I looked up the traditional colors you see in Mexican culture so that I’d know what to call them, and I found “warm and lively.” Perfect! Although, the day we stood in the sun to watch the Charro Days parade was more like hot and lively. It’s still February though, so for folks who are here all year round, near 90s is probably not too bad.
We rode our bikes into the fray of downtown Brownsville for this parade (one of many during Charro Days). Lots of families were mingling around, the women dressed in bright tops and skirts embroidered with flowers and the men in cowboy hats and fancy embroidered shirts, too.
OMG the cuteness of the little kids all dressed up. I worked hard not to take pictures of people standing around, but I can find cute kids in the background of several parade shots, like these two little girls.
Of all the fancy dresses, these homemade skirts were my favorite. You can’t see her daughter much on the left, but her skirt is from similar material. The ribbons in the lady’s hair were everywhere; I so wanted some.
I didn’t mean to get a shot of that lady fully, but I was standing above her on a low brick wall so I could see the parade.
Oh yeah, the parade.
It starts every year with these flags from Mexico, the US, and Texas between. Spot-on symbolism, huh?
Plus, it’s border patrol carrying the flags: they and customs agents marched right after the veterans. Seriously, military and law enforcement were like the first several blocks of this sucker. And the Texas governor. No comment there.
Lemme get to the music and dancing!
Tracy’s favorite floats had full mariachi bands sitting and standing on them, blasting music through amps. I thought this violin section particularly brave with the balancing.
I loved the dancers, with their twirling skirts and tap shoes and fancy hair and big smiles.
This school group’s colors aren’t typical, but look how pretty.
The school groups! So, like any parade, there were middle school and high school marching bands, but instead of being led or followed by majorettes, there were dancers, dancers, dancers.
And the band outfits were mostly variations on traditional Mexican costumes.
Lots of people wear facemasks here, even outside, and each school band had a few kids marching with masks on—they’d pull them down to play their wind instruments then slip them back in place again. I like to imagine someone protecting his abula at home.
Now, there was a long section of horses, which is tricky to talk about. They were “dancing” horses, which meant they’d been trained to lift their feet high and prance forward, sometimes rocking a little, sometimes sidestepping. I know the training can be cruel, which I won’t go into since I don’t know how these particular horses were trained. But I could see how they were being ridden to make them “dance.”
The riders do this quick maneuvering: they’d pull back on the special bits, which would keep the horses from moving forward, and they’d spur them at the same time to move their hind ends up to the bits. That would produce this little hop that looks like a human dance step.

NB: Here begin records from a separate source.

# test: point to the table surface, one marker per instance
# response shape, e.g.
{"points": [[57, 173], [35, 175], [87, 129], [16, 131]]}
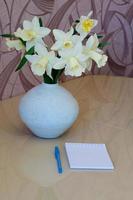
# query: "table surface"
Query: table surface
{"points": [[27, 165]]}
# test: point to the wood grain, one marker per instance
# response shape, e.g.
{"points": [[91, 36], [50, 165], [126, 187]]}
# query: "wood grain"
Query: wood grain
{"points": [[27, 165]]}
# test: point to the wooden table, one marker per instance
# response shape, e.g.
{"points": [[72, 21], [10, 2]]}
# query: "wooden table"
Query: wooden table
{"points": [[27, 165]]}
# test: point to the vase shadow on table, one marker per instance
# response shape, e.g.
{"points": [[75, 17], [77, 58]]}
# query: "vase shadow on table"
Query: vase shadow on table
{"points": [[35, 160]]}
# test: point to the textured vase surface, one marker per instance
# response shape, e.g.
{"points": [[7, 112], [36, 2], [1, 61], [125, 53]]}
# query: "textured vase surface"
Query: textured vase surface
{"points": [[48, 110]]}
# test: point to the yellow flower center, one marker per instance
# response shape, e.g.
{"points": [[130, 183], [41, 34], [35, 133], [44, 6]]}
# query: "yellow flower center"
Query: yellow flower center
{"points": [[30, 34], [42, 63], [74, 64], [68, 44], [87, 25]]}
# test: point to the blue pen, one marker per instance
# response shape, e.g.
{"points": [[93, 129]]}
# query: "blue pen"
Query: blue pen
{"points": [[58, 159]]}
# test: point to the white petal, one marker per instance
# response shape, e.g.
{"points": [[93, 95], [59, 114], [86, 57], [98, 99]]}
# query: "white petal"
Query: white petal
{"points": [[57, 45], [89, 64], [27, 25], [32, 58], [78, 48], [70, 33], [59, 64], [58, 34], [35, 23], [41, 49], [30, 44], [43, 31]]}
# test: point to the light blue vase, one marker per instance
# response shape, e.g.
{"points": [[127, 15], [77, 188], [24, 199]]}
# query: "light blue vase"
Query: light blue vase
{"points": [[48, 110]]}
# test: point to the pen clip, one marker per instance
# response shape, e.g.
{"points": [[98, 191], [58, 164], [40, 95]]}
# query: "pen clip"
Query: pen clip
{"points": [[58, 159]]}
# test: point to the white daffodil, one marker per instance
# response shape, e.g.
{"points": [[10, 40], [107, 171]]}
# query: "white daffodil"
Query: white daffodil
{"points": [[43, 61], [93, 52], [65, 41], [16, 44], [85, 25], [75, 61], [32, 33]]}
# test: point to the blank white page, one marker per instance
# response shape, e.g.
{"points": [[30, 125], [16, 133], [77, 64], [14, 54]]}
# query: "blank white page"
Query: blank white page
{"points": [[88, 156]]}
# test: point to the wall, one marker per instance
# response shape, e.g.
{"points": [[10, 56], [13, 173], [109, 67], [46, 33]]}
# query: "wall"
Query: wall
{"points": [[115, 22]]}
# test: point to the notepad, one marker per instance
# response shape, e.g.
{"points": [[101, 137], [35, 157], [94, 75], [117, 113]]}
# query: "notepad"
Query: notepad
{"points": [[88, 156]]}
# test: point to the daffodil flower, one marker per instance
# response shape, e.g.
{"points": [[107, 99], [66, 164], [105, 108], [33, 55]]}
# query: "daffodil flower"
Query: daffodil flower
{"points": [[64, 41], [32, 33], [75, 61], [16, 44], [93, 52], [43, 61], [85, 25]]}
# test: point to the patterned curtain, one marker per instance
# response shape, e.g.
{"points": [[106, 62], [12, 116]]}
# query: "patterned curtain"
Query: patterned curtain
{"points": [[115, 23]]}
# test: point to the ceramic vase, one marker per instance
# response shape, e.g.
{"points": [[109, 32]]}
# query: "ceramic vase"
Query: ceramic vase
{"points": [[48, 110]]}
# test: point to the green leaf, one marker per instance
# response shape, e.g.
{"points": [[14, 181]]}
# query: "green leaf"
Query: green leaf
{"points": [[24, 59], [40, 22], [23, 42], [103, 44], [8, 35]]}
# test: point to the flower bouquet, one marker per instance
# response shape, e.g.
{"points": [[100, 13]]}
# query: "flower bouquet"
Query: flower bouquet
{"points": [[48, 109], [72, 52]]}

Well, I don’t mean to get into the weeds there. Check out that dress! I think she’s riding sidesaddle, too.
My favorite women’s costumes were the cowboy ones, with jackets like the men’s and a long, mostly straight skirt instead of pants.
Although, you can ride sidesaddle only in that. I guess ladies in those skirts didn’t ride?
My favorite float:
The statue lady is bent, carrying a woven basket of Easter lilies, and somehow they had that basket swaying as if she were trudging along under the load. The real ladies there: look at them! Three different styles of bright dresses. And two cowboys, one in a traditional costume and one dressed the way most men dress here, modern cowboy style.

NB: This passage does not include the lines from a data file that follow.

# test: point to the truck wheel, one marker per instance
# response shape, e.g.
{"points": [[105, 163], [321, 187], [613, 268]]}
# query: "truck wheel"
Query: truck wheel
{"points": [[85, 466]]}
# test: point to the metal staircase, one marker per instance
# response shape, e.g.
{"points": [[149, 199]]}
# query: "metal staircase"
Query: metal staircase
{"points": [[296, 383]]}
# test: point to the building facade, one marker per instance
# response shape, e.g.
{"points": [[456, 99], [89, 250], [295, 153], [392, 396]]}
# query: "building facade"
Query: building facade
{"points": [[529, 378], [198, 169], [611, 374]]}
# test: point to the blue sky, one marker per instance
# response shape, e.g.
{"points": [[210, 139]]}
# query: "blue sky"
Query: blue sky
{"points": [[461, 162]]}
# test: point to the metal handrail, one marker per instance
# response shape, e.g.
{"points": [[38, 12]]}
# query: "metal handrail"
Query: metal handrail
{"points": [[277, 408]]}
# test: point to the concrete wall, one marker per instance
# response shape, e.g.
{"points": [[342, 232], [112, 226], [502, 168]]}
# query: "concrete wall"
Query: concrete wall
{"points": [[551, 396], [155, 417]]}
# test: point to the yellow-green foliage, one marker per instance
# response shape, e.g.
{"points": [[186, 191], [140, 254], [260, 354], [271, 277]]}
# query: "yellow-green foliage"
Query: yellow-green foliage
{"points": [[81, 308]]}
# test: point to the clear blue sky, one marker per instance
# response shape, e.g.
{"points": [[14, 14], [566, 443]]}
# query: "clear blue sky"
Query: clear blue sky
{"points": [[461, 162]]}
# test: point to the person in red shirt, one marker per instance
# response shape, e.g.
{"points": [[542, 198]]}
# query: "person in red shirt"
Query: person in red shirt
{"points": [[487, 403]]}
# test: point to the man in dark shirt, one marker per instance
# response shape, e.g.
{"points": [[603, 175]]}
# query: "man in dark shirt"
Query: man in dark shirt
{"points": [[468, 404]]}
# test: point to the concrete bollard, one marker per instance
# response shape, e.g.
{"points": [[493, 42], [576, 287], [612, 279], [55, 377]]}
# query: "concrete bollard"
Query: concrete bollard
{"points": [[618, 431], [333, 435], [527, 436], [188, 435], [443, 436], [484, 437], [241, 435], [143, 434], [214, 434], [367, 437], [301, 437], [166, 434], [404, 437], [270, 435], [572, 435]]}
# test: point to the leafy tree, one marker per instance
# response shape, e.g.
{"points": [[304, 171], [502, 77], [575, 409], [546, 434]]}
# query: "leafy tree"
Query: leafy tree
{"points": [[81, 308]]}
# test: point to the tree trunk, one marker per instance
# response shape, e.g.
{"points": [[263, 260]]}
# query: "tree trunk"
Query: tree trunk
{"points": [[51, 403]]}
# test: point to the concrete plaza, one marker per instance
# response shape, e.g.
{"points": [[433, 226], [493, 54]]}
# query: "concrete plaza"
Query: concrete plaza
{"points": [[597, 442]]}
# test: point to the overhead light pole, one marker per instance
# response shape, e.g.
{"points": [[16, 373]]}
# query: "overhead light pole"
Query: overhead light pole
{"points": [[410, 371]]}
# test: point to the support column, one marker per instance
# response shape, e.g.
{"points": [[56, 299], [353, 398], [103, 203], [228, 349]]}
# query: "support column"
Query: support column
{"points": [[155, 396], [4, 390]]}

We watched that parade for the whole thing, maybe three hours? I had to put on a long-sleeved shirt to keep my arms out of the sun, and I ducked under people’s sun umbrellas to take photos. That sun was strong, and, again, it’s only February here!

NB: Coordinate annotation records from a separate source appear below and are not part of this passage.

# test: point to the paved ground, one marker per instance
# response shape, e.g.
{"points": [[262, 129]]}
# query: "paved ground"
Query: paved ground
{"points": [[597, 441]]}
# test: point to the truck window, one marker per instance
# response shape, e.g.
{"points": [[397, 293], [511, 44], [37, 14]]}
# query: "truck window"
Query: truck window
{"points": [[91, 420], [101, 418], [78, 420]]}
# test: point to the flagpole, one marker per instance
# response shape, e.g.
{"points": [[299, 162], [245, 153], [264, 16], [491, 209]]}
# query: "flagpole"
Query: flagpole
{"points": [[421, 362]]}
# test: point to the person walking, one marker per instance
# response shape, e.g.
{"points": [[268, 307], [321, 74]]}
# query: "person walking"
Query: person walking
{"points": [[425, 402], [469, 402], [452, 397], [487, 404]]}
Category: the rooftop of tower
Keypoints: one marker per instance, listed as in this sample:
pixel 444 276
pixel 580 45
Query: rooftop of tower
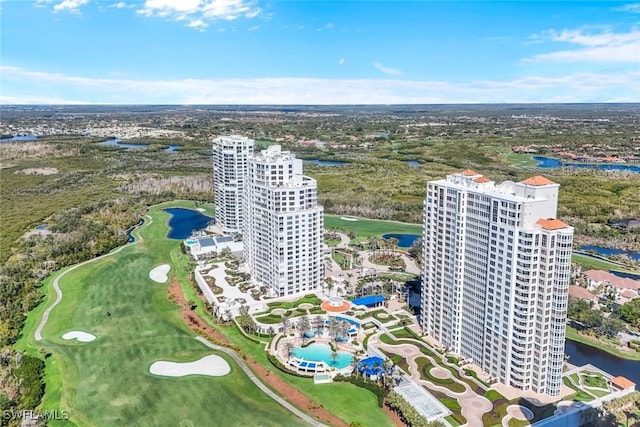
pixel 551 224
pixel 538 181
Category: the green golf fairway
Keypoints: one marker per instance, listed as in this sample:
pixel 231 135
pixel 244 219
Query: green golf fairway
pixel 107 381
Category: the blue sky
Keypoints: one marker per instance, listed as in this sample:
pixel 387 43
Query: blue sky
pixel 316 52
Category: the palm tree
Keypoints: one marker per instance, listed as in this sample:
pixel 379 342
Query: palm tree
pixel 286 325
pixel 354 366
pixel 289 347
pixel 304 326
pixel 334 358
pixel 392 243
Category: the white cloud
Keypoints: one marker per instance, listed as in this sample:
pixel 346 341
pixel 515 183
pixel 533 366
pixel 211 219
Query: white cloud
pixel 119 5
pixel 22 86
pixel 72 6
pixel 633 8
pixel 200 10
pixel 198 24
pixel 605 47
pixel 387 70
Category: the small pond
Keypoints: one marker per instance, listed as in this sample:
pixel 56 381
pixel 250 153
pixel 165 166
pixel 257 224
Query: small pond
pixel 404 240
pixel 183 222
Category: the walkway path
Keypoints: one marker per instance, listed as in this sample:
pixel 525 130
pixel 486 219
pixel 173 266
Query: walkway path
pixel 409 263
pixel 260 384
pixel 473 406
pixel 56 286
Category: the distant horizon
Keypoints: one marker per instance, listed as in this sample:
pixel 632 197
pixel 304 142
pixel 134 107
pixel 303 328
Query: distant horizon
pixel 256 52
pixel 325 105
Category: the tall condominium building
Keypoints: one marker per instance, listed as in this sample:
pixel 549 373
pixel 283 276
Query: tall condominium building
pixel 283 224
pixel 230 160
pixel 495 276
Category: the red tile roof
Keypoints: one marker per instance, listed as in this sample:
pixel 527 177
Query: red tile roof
pixel 537 181
pixel 551 224
pixel 623 383
pixel 580 293
pixel 481 179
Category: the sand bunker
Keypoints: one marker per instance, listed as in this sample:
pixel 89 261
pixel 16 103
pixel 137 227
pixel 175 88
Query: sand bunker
pixel 79 335
pixel 212 365
pixel 159 274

After the parade we walked over to the big park where the carnival and band were set up so we could find some food, but tickets to get in were $15 (we thought it was free), so we kept walking, to the part of town where the dance exhibitions were wrapping up—that’s where I’d had street corn the weekend before. Elotes, I now know. The only stand with food there had fish tacos: score. We ate them hot in our hands, with lime aqua frescas we poured into our water bottles to keep cold.
All done, we found our bikes and rode back, in and out of traffic. All the cars and trucks in the Rio Grande Valley were inching forward on the surrounding small streets; they were filled with costumed people holding children and looking pleased. Overall, warm and lively for sure.
I love how descriptive and beautiful everything is
But I just can’t get past your description of how cruel it is the way they train the horses. I am apart if many horse rescue groups. They treat those animals like slaves like automobiles with no feelings. I am sure it was a beautiful display, but the idea of what they do to those gorgeous animals appalling
Thank you for describing the experience I will continue to work on help this gorgeous creatures to get out of slaughter houses and out if the pits of hell that they live in when they definitely don’t deserve it!!!
I’d never heard of “dancing horses” until I saw this group, and I was horrified by the little I could see of how they’re treated. I googled it right there to confirm my guess that their training is despicable. Thank you for speaking up on behalf of the horses and for your rescue work.